Using Clinical and Laboratory Standards Institute, or CLSI, revised breakpoints and omitting extended-spectrum beta-lactamase, or ESBL, labeling in electronic medical records decreased the prescribing of carbapenem antibiotics and increased beta-lactam/beta-lactamase inhibitor use for infections due to ESBL producers, according to a single-center retrospective chart analysis.

“In infectious diseases, and specifically the antimicrobial stewardship program, we are always trying to optimize antibiotics for our patients, as well as engage microbiology to enhance how reporting of cultures and impact clinician decision-making,” Mark Lesher, PharmD, MBA, BCPS, antimicrobial stewardship program pharmacist at Penn State Health, told Healio.

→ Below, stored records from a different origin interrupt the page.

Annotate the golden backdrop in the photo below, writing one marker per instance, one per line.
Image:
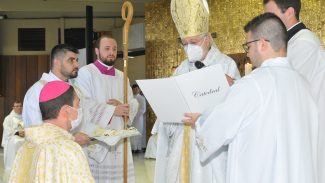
(227, 18)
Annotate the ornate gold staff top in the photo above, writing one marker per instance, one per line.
(127, 8)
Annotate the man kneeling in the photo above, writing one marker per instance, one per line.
(49, 153)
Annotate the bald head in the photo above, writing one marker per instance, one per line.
(269, 27)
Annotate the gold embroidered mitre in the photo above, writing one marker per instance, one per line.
(191, 17)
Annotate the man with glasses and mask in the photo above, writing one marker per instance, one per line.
(307, 56)
(191, 18)
(272, 127)
(101, 82)
(49, 153)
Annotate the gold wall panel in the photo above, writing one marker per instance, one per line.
(227, 18)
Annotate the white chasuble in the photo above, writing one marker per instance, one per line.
(50, 154)
(106, 162)
(269, 120)
(169, 159)
(306, 54)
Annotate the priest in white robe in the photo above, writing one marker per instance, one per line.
(13, 135)
(50, 154)
(201, 52)
(101, 82)
(64, 67)
(139, 120)
(307, 56)
(268, 119)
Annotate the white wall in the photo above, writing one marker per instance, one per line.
(9, 31)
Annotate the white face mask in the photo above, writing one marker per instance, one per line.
(75, 123)
(194, 52)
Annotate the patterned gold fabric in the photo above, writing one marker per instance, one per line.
(50, 155)
(191, 17)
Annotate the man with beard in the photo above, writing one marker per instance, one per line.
(64, 67)
(101, 82)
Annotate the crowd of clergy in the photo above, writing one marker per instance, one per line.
(270, 127)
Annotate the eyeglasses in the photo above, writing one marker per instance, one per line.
(246, 45)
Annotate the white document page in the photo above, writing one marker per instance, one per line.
(195, 91)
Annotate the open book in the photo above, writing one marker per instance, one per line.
(195, 91)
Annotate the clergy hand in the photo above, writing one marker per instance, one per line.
(81, 138)
(122, 110)
(113, 102)
(191, 118)
(230, 80)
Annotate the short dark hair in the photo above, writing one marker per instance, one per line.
(97, 43)
(59, 51)
(50, 109)
(270, 27)
(285, 4)
(135, 86)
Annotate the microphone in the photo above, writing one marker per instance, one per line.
(199, 64)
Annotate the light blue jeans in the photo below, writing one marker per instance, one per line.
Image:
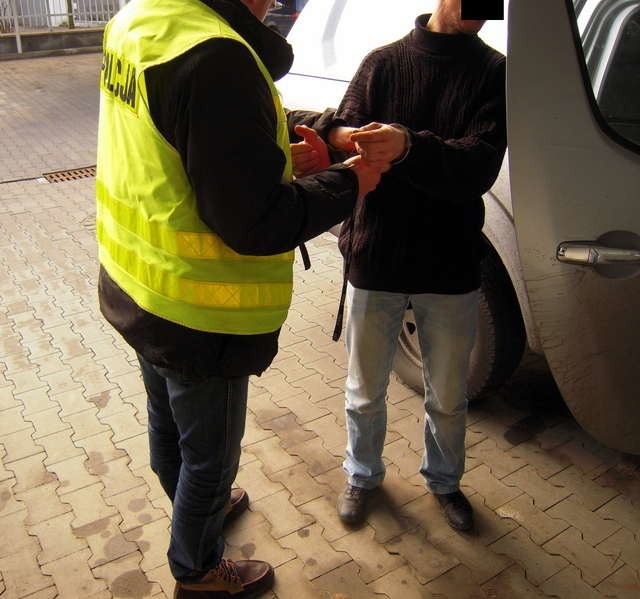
(446, 330)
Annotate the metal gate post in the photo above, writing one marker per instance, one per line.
(16, 27)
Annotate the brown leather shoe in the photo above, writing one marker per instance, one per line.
(457, 510)
(238, 503)
(352, 504)
(240, 580)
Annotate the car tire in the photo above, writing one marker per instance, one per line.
(500, 338)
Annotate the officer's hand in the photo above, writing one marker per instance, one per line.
(340, 138)
(380, 144)
(310, 155)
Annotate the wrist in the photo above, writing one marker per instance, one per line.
(407, 143)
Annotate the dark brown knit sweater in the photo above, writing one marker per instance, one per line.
(420, 230)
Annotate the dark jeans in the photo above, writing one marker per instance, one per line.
(195, 431)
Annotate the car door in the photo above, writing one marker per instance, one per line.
(573, 86)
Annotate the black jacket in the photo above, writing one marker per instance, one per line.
(213, 105)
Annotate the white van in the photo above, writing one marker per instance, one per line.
(563, 219)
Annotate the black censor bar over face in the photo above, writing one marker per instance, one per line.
(482, 10)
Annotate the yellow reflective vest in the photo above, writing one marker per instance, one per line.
(151, 240)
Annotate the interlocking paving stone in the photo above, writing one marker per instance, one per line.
(428, 562)
(135, 508)
(623, 584)
(56, 539)
(625, 545)
(500, 463)
(288, 430)
(544, 493)
(256, 542)
(585, 491)
(401, 583)
(15, 537)
(272, 455)
(22, 575)
(30, 472)
(343, 582)
(291, 583)
(323, 511)
(456, 582)
(152, 540)
(539, 524)
(252, 478)
(373, 559)
(302, 486)
(482, 562)
(545, 463)
(317, 458)
(511, 583)
(569, 583)
(282, 515)
(623, 511)
(20, 444)
(593, 528)
(303, 408)
(8, 502)
(494, 492)
(538, 564)
(319, 557)
(124, 578)
(88, 505)
(329, 428)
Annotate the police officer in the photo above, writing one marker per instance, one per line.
(197, 217)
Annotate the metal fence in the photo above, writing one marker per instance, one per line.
(21, 16)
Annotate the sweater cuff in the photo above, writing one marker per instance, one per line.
(407, 136)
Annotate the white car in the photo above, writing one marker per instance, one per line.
(562, 220)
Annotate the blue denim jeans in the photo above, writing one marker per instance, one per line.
(195, 431)
(446, 330)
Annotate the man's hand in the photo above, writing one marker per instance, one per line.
(368, 176)
(380, 144)
(310, 155)
(340, 138)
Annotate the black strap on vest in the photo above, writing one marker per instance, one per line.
(305, 256)
(337, 330)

Previously, Lesher and colleagues changed the microbroth dilution antimicrobial susceptibility test panel to comply with the CLSI minimum inhibitory concentration revised breakpoints. They found that changing from a panel that included ESBL confirmatory testing to one that does not eliminated the microbiology laboratory’s standard reporting of the presence of an ESBL within the electronic medical record.

“While possible presence of an ESBL may be inferred based on susceptibility patterns (eg, resistance to third-generation cephalosporins and aztreonam and susceptibility to cephamycins), this knowledge is not widespread amongst clinicians,” Lesher said. “Since we strive to ensure our changes do not harm patients, we wanted to study the impact of this change on our antibiotic prescribing within Hershey Medical Center.”

Lesher and colleagues performed a retrospective, noninterventional chart analysis using the Microscan LabPro Command Center database to detect adult and pediatric patients with positive cultures for ESBL-producing Enterobacteriaceae during the 6-month periods both before and after revised breakpoints were put into effect. They identified 285 ESBL-producing bacteria in 263 patient encounters.

More isolates were found after the breakpoints were put into place (n = 170) than before (n = 115).

Study findings demonstrated that the definitive prescribing of carbapenems declined from 48.4% prior to the implementation of the revised breakpoints to 16.1% after (P = 0.01). The use of beta-lactam/beta-lactamase inhibitor combinations (BL/BLI) increased from 19.4% before the revised breakpoints to 61.3% after (P = 0.002).

According to Lesher, these results confirm the idea that carbapenems should be the preference for bloodstream infections due to ESBL-producing organisms, although BLBLIs may still be appropriate for urinary tract infections.

“Our study is unique in that we assessed the impact of removing potentially informative comments — in this case, the term ’ESBL‘ — and observed a significant reduction in carbapenem use and an associated increase in BLBLI for infections due to ESBL-producing organisms,” Lesher concluded. “The removal of ESBL comments in the EMR resulted in a reduction in definitive carbapenem use and an increase in BLBLI use, which may have significant clinical implications. Our findings highlight the continued importance of collaborative relationships between clinical microbiology and antimicrobial stewardship programs to aid clinicians in choosing optimal antimicrobial therapy.” – by Caitlyn Stulpin

Reference:

Lesher MD, et al. Infect Control Hosp Epidemiol. 2020;doi:10.1017/ice.2020.4.

Disclosures: Lesher reports no relevant financial disclosures.